Warwick University are collaborating with Intel Corporation, the Alan Turing Institute, and University Hospitals Coventry & Warwickshire NHS Trust (UHCW) to detect cancer cells more accurately.
Initial work focused on lung cancer cells, with both the University and Intel working to renovate a model which allows computers to recognise cellular distinctions for different types of lung cancer. Artificial intelligence is used, including the frameworks TensorFlow that runs on Intel Xeon processors.
Professor Nasir Rajpoot, from the department of computer science, led Warwick scientists within the Tissue Image Analytics (TIA) Laboratory to create a digital repository of tumour and immune cells found in human tissue samples. The group have been developing algorithms that recognise these cells instantly.
Professor Rajpoot, who is a UHCW Honorary Scientist, commented: “We are very excited about working with Intel under the auspices of the strategic relationship between Intel and the Alan Turing Institute.”

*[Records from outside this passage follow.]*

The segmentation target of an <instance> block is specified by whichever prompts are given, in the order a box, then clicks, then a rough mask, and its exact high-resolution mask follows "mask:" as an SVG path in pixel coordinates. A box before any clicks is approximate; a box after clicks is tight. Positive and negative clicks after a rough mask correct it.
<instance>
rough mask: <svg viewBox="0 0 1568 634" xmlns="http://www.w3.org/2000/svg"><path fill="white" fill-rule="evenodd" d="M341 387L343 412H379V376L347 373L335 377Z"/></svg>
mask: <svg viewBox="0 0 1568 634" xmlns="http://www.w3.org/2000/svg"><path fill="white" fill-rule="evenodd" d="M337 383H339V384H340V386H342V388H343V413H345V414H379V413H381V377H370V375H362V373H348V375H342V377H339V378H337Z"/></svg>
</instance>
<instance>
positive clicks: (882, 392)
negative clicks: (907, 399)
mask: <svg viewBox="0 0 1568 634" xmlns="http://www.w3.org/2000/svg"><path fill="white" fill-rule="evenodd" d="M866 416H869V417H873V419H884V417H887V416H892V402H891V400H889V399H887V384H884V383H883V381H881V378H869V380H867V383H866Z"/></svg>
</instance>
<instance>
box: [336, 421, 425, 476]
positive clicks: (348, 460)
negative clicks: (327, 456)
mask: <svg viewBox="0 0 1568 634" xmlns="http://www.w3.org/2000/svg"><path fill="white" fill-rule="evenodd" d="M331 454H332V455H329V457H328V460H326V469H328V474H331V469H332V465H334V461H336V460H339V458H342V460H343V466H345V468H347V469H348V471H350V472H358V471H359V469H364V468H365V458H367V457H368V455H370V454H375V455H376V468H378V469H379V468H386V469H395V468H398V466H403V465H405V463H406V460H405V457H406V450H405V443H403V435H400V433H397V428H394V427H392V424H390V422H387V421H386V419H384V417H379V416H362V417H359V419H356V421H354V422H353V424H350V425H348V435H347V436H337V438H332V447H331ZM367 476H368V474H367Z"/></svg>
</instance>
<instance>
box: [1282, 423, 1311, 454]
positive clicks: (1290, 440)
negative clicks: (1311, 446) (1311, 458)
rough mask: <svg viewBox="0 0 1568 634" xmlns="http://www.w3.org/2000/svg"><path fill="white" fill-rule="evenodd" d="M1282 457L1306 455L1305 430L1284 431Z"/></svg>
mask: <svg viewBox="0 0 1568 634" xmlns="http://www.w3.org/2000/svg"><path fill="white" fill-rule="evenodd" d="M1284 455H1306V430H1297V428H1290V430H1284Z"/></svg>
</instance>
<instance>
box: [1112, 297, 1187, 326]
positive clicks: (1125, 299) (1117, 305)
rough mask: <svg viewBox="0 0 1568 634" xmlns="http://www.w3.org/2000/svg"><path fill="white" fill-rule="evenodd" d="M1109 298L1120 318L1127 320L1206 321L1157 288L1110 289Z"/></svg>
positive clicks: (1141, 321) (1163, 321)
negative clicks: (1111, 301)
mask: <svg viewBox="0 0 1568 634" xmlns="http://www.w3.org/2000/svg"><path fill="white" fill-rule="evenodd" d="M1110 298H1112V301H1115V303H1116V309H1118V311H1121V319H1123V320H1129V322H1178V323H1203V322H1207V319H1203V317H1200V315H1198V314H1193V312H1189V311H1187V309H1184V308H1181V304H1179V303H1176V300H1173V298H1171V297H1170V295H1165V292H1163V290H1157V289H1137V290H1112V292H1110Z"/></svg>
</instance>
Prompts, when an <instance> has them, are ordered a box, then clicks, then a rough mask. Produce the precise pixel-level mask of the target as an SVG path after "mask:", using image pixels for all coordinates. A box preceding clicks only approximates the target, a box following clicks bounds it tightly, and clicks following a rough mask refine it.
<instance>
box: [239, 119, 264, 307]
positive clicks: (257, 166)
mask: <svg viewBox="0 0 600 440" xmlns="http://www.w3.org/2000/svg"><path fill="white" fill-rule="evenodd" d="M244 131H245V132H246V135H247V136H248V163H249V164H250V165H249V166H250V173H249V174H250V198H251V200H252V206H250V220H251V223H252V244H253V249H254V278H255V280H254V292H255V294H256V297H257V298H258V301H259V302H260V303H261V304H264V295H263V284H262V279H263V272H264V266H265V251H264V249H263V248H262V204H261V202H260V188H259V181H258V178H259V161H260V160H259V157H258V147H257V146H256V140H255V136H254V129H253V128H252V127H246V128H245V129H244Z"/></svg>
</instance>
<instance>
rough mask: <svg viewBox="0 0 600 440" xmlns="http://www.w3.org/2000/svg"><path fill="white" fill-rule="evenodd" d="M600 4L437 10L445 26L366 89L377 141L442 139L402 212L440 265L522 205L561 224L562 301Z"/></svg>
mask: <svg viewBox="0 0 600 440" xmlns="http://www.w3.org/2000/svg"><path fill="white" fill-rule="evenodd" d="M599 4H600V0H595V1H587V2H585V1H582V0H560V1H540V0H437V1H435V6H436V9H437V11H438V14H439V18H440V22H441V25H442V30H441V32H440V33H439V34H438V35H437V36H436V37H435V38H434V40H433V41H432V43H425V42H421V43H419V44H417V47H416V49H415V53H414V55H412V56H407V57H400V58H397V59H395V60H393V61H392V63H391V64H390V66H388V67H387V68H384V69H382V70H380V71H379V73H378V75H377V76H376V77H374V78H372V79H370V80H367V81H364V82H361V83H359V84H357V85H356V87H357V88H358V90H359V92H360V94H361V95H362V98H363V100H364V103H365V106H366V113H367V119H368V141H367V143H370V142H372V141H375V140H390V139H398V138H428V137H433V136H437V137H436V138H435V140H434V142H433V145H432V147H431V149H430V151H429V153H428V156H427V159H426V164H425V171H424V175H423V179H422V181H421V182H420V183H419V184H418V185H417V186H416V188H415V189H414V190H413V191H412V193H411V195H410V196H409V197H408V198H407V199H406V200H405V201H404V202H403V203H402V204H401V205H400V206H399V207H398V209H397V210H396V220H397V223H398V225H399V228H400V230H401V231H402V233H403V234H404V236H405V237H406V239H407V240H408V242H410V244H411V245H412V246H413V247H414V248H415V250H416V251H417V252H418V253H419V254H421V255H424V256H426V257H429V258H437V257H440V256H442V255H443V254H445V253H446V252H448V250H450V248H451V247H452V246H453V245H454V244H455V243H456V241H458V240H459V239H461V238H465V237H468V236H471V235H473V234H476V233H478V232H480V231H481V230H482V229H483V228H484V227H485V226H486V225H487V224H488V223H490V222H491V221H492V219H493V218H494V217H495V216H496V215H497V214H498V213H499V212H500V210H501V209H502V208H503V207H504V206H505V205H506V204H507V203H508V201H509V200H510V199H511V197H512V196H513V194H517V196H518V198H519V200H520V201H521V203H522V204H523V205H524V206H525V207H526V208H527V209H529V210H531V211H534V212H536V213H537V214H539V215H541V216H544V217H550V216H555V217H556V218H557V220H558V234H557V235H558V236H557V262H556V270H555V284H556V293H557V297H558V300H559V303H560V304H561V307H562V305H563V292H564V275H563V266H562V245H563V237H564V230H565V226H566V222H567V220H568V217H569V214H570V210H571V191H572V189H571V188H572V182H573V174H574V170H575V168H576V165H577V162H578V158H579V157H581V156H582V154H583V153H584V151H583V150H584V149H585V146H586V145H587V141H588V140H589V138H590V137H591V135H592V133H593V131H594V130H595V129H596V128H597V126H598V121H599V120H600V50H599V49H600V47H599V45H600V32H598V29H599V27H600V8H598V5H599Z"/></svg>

“The collaboration will enable us to benefit from world-class computer science expertise at Intel with the aim of optimising our digital pathology image analysis software pipeline and deploying some of the latest cutting-edge technologies developed in our lab for computer-assisted diagnosis and grading of cancer.”
The digital pathology image solution is the next step in advancing traditional healthcare with technology. It aims to increase the reliability of pathologists analysing cancerous tissue specimens.
“We have long known that important aspects of cellular pathology can be done faster with computers than by humans,” said cellular pathology clinical lead and UHCW Centre of Excellence director, Professor David Snead.
“With this collaboration, we finally see a pathway toward bringing this science into practice. The successful adoption of these tools will stimulate better organisation of services, gains in efficiency, and above all, better care for patients, especially those with cancer.”
Dr Anthony Lee, who is Director of the Alan Turing Institute Intel collaboration Strategic Programme also commented:
“This project is an excellent example of data science’s potential to underpin critical improvements in health and well-being, an area of great importance to the Alan Turing Institute”.
The new model is made to be useful in several types of cancer whilst reducing the risks of human errors.
Dr Anthony Lee went on to add that: “This collaboration could not only improve service efficiency, but also open up new and exciting analytical techniques for more personalised precision care.”